Whether it's fair, or not, if someone wishes to evaluate an individual IP  
address based on its "neighborhood", a.k.a., the hosting provider, it is  
their prerogative to do so. Their mail server, their rules.

Or, if someone decides to willingly outsource their evaluation to a third  
party provider, it is their prerogative to do so as well.
 
> what point does this depart from common sense and into the realm of pure  
> prejudice?  ("That IP address is from across the tracks, which is a bad part  
> of the net.")

Yes, it is prejudice. So?

I'm prejudiced against Chinanet, China Unicom, Digital Ocean, and a few  
others. All I see from those providers are dictionary attacks, and spam. And  
no response to abuse complaints. So, goodbye. Is it fair to the lessors of  
the IP addresses that do not launch dictionary attacks or spam outbursts?  
Yes, it's unfair. Well, that's life. Sorry. I don't have to the time to keep  
track of bad IPs, on a one by one basis. I have other things that are more  
important on my priority list.

There happens to be some entities who do not like the side of railroad  
tracks that I live in, by the way. Or, they outsource their mail filtering  
to third parties that carry that opinion. I never whined about how unfair it  
is. And it never entered my mind to complain to them as well. I recognized  
that it's their mail server, their rules. They are free to take care of  
their business, and I'm free to take care of mine, in whichever way I see  
fit.

> In most respects outsourcing of server provisioning, maintenance, and  
> connectivity has become normal, widely accepted, often recommended  
> practice.   Why should email be different?

Who said it should be?

> It's hard to escape the impression that a lot of spam filters are based on  
> imposing completely arbitrary restrictions on senders, on the belief that  
> "good senders" will know which hoops they have to jump through (and have  
> sufficient funding to do so) while "bad senders" won't.

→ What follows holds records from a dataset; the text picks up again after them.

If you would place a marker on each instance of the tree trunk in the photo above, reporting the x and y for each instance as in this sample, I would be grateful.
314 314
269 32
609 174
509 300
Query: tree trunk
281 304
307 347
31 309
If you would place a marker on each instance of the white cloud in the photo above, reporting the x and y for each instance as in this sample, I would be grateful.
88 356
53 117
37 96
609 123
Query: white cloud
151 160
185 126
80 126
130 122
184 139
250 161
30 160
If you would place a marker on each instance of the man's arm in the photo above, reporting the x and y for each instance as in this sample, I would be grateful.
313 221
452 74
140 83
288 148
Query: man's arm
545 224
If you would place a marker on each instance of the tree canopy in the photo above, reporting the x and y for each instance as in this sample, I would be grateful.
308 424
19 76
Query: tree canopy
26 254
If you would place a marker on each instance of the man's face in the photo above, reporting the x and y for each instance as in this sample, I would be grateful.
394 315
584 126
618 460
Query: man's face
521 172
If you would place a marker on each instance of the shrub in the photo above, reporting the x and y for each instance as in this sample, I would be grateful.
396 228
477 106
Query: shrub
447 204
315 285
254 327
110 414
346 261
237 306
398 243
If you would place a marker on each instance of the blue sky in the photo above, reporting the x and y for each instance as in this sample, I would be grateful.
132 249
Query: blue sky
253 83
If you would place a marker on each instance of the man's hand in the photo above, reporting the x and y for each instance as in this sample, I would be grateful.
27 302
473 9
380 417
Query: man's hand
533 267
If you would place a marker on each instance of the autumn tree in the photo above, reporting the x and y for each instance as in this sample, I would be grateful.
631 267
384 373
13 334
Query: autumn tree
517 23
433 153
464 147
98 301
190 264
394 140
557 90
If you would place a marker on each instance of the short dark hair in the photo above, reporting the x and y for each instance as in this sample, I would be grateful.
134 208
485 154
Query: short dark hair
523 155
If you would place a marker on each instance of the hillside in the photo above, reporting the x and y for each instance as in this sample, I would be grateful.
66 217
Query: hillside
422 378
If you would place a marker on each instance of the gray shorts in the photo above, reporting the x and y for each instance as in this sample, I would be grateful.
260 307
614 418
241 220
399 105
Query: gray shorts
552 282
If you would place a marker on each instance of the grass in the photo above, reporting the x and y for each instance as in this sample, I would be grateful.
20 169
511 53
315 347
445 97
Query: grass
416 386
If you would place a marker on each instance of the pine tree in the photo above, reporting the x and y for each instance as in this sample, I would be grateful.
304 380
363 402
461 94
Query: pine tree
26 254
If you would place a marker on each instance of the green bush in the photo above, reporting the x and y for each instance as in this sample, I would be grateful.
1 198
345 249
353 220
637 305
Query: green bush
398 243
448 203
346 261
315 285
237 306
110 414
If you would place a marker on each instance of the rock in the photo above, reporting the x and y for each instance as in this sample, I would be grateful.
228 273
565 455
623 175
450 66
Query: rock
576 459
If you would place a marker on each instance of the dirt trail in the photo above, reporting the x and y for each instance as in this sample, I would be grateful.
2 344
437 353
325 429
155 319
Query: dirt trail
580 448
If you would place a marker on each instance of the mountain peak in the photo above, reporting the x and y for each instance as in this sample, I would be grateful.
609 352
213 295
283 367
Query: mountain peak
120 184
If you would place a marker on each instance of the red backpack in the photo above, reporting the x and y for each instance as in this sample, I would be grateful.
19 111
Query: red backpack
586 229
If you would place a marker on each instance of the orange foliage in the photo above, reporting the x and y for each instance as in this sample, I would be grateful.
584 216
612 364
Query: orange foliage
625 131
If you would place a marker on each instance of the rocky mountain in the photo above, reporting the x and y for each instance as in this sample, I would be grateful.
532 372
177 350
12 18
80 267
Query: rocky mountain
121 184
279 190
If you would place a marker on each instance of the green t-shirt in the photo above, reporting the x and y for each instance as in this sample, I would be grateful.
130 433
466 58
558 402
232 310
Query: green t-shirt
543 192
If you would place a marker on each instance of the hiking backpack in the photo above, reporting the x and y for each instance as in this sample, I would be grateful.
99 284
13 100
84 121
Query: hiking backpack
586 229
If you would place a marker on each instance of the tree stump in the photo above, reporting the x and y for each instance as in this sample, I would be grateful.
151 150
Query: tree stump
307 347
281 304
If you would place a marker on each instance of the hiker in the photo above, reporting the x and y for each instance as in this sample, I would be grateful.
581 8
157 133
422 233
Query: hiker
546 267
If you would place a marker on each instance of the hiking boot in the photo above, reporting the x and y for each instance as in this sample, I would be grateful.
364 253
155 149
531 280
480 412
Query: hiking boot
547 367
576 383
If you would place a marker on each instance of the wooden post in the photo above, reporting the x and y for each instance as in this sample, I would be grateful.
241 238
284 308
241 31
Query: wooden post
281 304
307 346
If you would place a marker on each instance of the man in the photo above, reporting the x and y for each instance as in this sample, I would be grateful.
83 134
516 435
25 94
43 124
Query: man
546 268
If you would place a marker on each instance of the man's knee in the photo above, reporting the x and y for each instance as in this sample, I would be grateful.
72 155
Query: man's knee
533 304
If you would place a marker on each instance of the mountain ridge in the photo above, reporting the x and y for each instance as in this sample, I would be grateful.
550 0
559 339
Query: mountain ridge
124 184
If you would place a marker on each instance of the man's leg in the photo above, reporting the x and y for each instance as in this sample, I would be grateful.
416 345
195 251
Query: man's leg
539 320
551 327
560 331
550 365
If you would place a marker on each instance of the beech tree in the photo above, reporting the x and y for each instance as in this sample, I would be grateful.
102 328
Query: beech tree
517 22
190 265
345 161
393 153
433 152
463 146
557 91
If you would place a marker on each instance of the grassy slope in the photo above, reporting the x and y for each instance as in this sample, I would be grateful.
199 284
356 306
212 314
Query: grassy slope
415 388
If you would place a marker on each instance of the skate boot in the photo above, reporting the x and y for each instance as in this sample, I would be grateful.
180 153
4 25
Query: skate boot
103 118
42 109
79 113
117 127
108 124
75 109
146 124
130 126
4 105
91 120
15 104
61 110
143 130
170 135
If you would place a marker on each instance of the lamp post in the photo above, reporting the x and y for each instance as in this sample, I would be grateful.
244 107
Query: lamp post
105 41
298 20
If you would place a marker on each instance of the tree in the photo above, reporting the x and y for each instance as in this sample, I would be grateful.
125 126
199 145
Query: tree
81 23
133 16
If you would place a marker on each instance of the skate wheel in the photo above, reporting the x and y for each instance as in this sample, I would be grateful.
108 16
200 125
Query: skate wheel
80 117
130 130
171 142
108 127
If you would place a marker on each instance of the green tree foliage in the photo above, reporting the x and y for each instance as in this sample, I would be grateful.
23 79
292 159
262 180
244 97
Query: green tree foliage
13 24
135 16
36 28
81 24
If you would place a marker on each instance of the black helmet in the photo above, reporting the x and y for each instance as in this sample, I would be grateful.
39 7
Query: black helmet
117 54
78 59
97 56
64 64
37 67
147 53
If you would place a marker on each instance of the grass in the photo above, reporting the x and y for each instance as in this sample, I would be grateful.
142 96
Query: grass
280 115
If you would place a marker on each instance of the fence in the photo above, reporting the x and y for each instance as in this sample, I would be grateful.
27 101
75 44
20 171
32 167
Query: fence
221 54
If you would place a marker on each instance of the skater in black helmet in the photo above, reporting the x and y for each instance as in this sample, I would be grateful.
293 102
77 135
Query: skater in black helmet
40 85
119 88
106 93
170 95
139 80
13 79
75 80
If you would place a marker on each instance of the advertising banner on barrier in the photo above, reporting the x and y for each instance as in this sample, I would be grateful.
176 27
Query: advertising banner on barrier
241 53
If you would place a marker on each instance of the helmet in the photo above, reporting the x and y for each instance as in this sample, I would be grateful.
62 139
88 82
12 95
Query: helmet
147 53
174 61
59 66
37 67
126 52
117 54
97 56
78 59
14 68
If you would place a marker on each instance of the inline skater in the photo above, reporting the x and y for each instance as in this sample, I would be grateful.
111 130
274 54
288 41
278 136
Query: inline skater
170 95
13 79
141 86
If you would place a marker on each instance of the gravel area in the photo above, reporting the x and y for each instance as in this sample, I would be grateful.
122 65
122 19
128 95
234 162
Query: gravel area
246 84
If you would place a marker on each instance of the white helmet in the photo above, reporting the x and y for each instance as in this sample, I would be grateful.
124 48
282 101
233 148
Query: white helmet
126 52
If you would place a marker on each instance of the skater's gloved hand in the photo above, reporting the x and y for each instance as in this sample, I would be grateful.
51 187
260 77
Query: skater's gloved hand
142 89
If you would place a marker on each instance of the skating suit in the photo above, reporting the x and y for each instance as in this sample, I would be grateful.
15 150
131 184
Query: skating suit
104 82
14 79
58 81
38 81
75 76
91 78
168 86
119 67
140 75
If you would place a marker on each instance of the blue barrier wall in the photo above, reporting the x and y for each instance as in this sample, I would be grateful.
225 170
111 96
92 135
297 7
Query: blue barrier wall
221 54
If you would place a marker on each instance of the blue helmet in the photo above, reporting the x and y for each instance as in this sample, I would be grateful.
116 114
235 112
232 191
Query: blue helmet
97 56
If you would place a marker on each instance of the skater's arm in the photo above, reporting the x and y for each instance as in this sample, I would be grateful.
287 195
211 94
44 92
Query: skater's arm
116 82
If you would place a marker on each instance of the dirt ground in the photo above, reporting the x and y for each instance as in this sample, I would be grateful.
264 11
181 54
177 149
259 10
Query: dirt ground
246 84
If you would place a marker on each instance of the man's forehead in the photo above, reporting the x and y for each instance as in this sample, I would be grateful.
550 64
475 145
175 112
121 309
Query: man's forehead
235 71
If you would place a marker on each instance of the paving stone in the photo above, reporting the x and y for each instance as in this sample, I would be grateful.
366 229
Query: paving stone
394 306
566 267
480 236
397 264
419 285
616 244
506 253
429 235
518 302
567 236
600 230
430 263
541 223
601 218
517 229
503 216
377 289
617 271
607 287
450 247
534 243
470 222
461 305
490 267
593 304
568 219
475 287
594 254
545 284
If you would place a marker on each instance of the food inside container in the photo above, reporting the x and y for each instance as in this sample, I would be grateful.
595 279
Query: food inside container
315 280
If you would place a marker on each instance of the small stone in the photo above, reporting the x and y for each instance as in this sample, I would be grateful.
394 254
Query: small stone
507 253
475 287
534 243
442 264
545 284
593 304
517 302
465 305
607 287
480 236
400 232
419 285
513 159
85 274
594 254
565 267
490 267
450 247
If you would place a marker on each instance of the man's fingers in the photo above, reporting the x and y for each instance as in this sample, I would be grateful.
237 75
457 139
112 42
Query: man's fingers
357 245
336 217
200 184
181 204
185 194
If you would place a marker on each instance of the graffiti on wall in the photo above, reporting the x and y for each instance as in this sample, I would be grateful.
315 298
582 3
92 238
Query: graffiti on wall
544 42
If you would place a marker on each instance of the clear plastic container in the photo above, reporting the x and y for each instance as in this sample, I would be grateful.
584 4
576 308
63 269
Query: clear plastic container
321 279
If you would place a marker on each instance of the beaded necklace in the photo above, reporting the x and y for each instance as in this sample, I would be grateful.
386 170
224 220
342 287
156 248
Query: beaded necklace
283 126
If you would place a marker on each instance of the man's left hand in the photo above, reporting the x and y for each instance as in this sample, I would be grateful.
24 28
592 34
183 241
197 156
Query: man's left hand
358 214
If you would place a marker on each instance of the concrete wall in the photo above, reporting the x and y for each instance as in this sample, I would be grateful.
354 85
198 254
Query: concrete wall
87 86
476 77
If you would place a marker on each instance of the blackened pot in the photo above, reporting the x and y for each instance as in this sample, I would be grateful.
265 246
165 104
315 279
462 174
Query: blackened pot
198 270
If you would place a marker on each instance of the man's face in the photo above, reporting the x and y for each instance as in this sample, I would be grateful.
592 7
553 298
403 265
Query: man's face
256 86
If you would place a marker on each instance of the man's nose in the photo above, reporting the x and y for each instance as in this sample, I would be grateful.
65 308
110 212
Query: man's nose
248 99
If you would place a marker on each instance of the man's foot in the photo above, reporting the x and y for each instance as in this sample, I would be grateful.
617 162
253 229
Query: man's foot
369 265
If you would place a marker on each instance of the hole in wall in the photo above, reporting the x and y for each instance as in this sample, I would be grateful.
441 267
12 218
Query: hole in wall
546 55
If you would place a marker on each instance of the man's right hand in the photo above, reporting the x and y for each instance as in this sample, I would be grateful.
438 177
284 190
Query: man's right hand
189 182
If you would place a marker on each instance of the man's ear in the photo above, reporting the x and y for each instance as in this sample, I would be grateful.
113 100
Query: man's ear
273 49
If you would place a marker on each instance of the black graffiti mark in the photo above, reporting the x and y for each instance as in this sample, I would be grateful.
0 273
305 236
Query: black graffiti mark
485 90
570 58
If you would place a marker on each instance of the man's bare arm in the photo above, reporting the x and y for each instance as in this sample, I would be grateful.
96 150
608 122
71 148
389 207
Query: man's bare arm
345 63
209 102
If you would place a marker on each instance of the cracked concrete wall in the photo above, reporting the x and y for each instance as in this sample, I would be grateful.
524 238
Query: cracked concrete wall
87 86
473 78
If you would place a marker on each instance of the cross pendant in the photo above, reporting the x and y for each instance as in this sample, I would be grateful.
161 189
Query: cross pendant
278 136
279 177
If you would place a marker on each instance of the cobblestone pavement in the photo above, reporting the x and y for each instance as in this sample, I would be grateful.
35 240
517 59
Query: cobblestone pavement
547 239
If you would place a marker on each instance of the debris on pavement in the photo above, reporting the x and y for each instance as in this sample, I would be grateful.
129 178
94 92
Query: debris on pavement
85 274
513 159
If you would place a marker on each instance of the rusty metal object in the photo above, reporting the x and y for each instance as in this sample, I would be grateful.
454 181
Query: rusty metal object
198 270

Yes, they may seem to be arbitrary to an outside observer. But, they must  
have merit to whoever is using that spam filter. If it didn't have any  
merit, then they would not be put into place, by definition. And the only  
ones whose opinion counts, with respect to their mail server, is them. If it  
makes sense, to them, to enable EHLO domain verification (dragging this  
subject matter back into the thread kicking and screaming), then they're  
going to do that no matter what verbiage remains in the successor to RFC  
5321. You can take that to the bank.